For many years growing up, Joshi felt different and questioned where she belonged. “I no longer belonged to India once we had been living in the States for many years, but I really didn’t feel I was 100 per cent American either,” she said. “To this day, I still think I’m in a sort of in-between place, like a person with no homeland.”
After settling in the States, Joshi did not return to India for several decades. It was only in 2008 that she made the decision to finally visit the country with her mother. She ended up returning four or five times thereafter, sometimes for several weeks at a time. “That was when I really got to know both my mother and my birth land,” she said.
During her visits, she became acquainted with the local community. From shopkeepers and extended family to hotel managers and henna artists, Joshi was keen to find out more about their lives.
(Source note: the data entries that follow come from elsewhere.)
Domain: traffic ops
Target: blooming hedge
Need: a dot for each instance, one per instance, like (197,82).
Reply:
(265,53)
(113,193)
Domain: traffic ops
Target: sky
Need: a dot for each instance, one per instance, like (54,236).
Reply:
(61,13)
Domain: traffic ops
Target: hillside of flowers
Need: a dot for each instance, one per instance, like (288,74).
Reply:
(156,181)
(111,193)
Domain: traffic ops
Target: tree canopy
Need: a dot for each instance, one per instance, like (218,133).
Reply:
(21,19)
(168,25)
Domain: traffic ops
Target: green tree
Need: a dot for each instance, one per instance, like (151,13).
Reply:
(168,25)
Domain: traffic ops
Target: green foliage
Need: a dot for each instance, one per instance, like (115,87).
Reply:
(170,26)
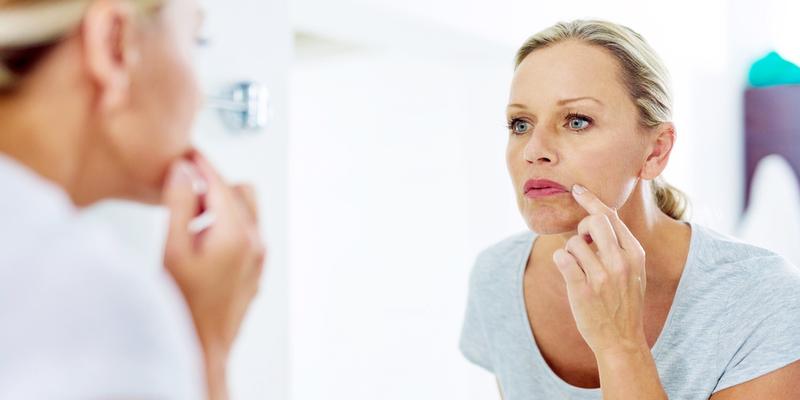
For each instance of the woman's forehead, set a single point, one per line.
(567, 71)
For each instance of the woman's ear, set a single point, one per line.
(659, 148)
(109, 52)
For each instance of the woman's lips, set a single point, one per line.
(536, 188)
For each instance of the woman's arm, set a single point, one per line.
(606, 294)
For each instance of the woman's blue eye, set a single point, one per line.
(579, 123)
(519, 126)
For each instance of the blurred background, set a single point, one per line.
(382, 173)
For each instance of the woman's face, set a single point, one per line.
(155, 127)
(571, 122)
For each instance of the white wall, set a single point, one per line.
(396, 171)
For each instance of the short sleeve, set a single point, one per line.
(80, 325)
(474, 343)
(762, 330)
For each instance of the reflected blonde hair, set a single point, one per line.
(29, 27)
(641, 71)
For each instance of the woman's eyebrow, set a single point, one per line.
(565, 101)
(560, 102)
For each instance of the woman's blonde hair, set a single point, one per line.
(641, 71)
(28, 28)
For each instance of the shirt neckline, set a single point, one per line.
(655, 350)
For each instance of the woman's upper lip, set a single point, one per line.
(542, 183)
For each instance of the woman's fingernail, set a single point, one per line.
(199, 185)
(180, 175)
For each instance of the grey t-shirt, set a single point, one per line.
(735, 317)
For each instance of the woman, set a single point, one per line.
(613, 294)
(96, 102)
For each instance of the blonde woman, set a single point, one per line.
(96, 102)
(613, 294)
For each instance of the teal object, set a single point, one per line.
(771, 70)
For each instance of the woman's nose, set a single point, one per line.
(539, 148)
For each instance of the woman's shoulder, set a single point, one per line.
(748, 275)
(501, 259)
(721, 253)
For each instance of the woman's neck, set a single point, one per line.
(42, 131)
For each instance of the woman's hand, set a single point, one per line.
(606, 294)
(605, 288)
(218, 268)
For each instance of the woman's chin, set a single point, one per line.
(551, 223)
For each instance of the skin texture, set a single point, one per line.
(108, 114)
(603, 271)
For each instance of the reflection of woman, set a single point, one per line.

Their experiences would partly inspire her books. For instance, she met with the principal of the Maharani Gayatri Devi Girls’ School in Rajasthan who shared information on the school in the 1950s. It would later become the model for the school in The Henna Artist.
Her mother’s anecdotes would inspire the novel too. “There are so many little stories she told me that made it into the book,” Joshi said.
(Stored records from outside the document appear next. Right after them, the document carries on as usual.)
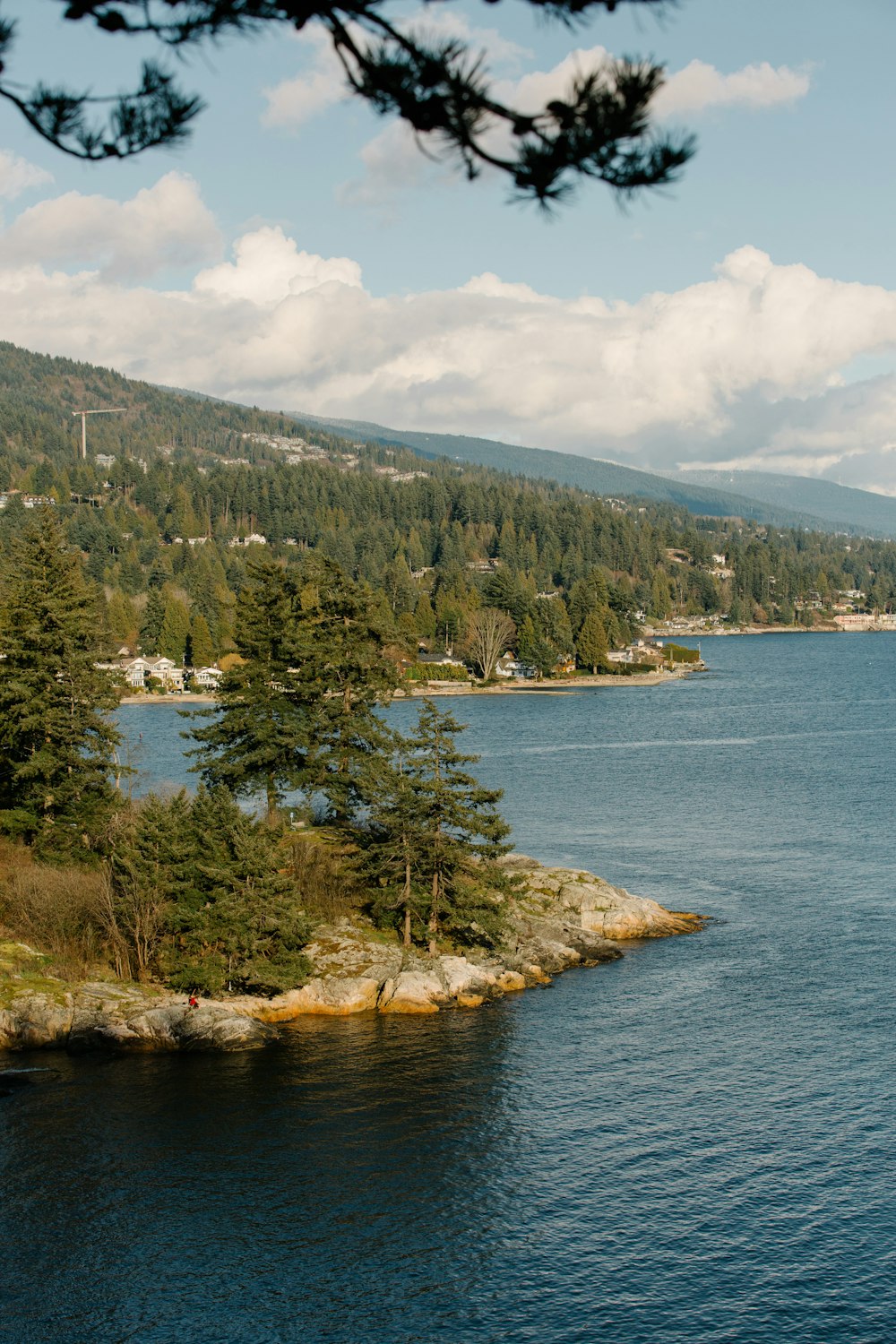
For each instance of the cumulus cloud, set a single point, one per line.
(700, 85)
(18, 175)
(747, 365)
(161, 226)
(392, 161)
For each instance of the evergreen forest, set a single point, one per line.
(175, 487)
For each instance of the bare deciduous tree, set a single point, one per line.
(487, 634)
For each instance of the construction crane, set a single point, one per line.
(108, 410)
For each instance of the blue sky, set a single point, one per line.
(297, 253)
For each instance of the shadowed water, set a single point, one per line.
(692, 1144)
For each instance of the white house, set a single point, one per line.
(206, 679)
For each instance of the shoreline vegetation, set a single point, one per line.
(392, 887)
(556, 918)
(424, 690)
In the acknowledgements page of The Henna Artist, Joshi revealed the series was written for her mother. She had an arranged marriage at 18 and three children by the time she was 22.
Lakshmi is a reimagining of Sudha’s life if she were able to create an independent life of her own, Joshi said. The character was written to have similarities to her mother, including a “strong resilience which says I will survive no matter what anybody throws at me.”
The protagonist even resembles Sudha, bearing the same green-blue eyes.
Eventually though, Lakshmi took a life of her own. “Lakshmi started doing things on her own, that I as the writer did not choreograph,” Joshi laughed. “All of my characters did that at some point and one of the advantages of taking 10 years to put together a story is the characters came alive in my imagination and started to take on their own personalities.”
Although Joshi has formed close relationship with the characters, the end is in sight. She is currently working on the final book of her Jaipur trilogy, which will be set in Paris and focus upon Lakshmi’s sister Radha. It is due for publication in 2023.
When the trilogy concludes, Joshi “will miss (her characters) terribly”. “I’ll just have to start reading the books, and then they will be with me again,” she smiled. “And who knows? Maybe when I’m 80 years old, I’ll be writing another.”